Dass Menschen eines Tages auf dem Mars landen werden, gilt als sehr wahrscheinlich. Wie ihr Leben dort aussehen könnte, erforschen die Philosophen Norman Sieroka und Abootaleb Safdari.

Forschung / Weltraum

Kaum Sauerstoff, gesundheitsschädliche Weltraumstrahlung, Temperaturen bis zu -120 Grad – die Lebensbedingungen auf dem Mars erscheinen lebensfeindlich. Dennoch wetteifern Weltraumorganisationen und private Organisationen wie SpaceX darum, Menschen genau dorthin zu schicken. Schon in den 2030er Jahren könnte es laut Angaben der NASA so weit sein. Doch wie könnte das menschliche Leben auf dem Mars konkret aussehen? Dazu forschen Wissenschaftler:innen der Universität Bremen in der Initiative Humans on Mars. Zu ihnen gehören auch Norman Sieroka, Professor für Theoretische Philosophie, und Dr. Abootaleb Safdari, wissenschaftlicher Mitarbeiter. „Auf dem Mars werden wir existenziell auf Maschinen und Roboter und KI-Systeme angewiesen sein“, sagt Sieroka. Doch was macht das mit unserem Verhältnis zu ihnen?

Um einer Antwort auf diese Frage etwas näher zu kommen, tauschen sich Sieroka und Safdari eng mit den anderen Forschenden in „Humans on Mars“ aus. Seit rund zwei Jahren besteht die Initiative, in der Forschende aus den Natur- und Ingenieurwissenschaften sowie den Geistes- und Sozialwissenschaften kooperieren. Einige von ihnen ergründen beispielsweise, welche Lebewesen wie auf dem Mars gezüchtet werden müssen, um Nahrungsmittel, Bioplastik oder Sauerstoff herzustellen. Andere beschäftigen sich mit der Weltraumstrahlung: Sie ist für Menschen schädlich, doch könnte sie eventuell auch als Energiequelle genutzt werden? Viele der unterschiedlichen Forschungsansätze kommen zusammen in einem Antrag für die Exzellenzinitiative von Bund und Ländern. Für ihr Projekt „Die Marsperspektive: Ressourcenknappheit als Grundlage eines Paradigmas der Nachhaltigkeit“ werden die Forschenden im August 2024 einen Vollantrag einreichen.
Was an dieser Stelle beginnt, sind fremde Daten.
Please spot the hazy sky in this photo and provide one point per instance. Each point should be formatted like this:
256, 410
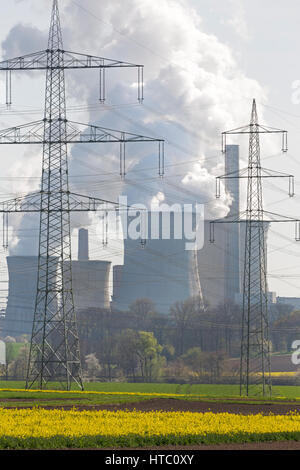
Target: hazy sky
255, 44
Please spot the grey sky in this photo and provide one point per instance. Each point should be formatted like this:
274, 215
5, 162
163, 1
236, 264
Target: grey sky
263, 39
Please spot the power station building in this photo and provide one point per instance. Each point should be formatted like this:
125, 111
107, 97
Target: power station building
90, 280
162, 270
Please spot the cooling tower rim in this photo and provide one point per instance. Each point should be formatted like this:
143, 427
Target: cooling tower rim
90, 261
Leben auf dem Mars – zwischen Gedankenexperiment und realer Perspektive

„In der Philosophie hat die Beschäftigung mit dem Weltraum eine lange Tradition“, erläutert Norman Sieroka. Die unendlichen Weiten des Weltalls sowie die scheinbar perfekten Kreisbahnen von Planeten faszinierten bereits antike Philosophen wie Aristoteles. Zu der Sehnsucht nach dem Fernen und Unbekannten kommt jedoch noch eine andere Denktradition. Sie bewegt sich in die entgegengesetzte Richtung – nicht von der Erde in den Weltraum, sondern vom Weltraum auf die Erde zurück. Was lernen wir über unser Leben hier, wenn wir aus der Entfernung darauf blicken? Antworten auf diese Frage können beispielsweise Raumfahrende geben, die die Erde aus dem Weltraum gesehen haben. Viele berichten von einem erhabenen Gefühl und einer Verbundenheit mit der ganzen Menschheit. Diese veränderte Wahrnehmung des Lebens auf der Erde wird in der Forschung unter dem Begriff des Overview-Effekts zusammengefasst.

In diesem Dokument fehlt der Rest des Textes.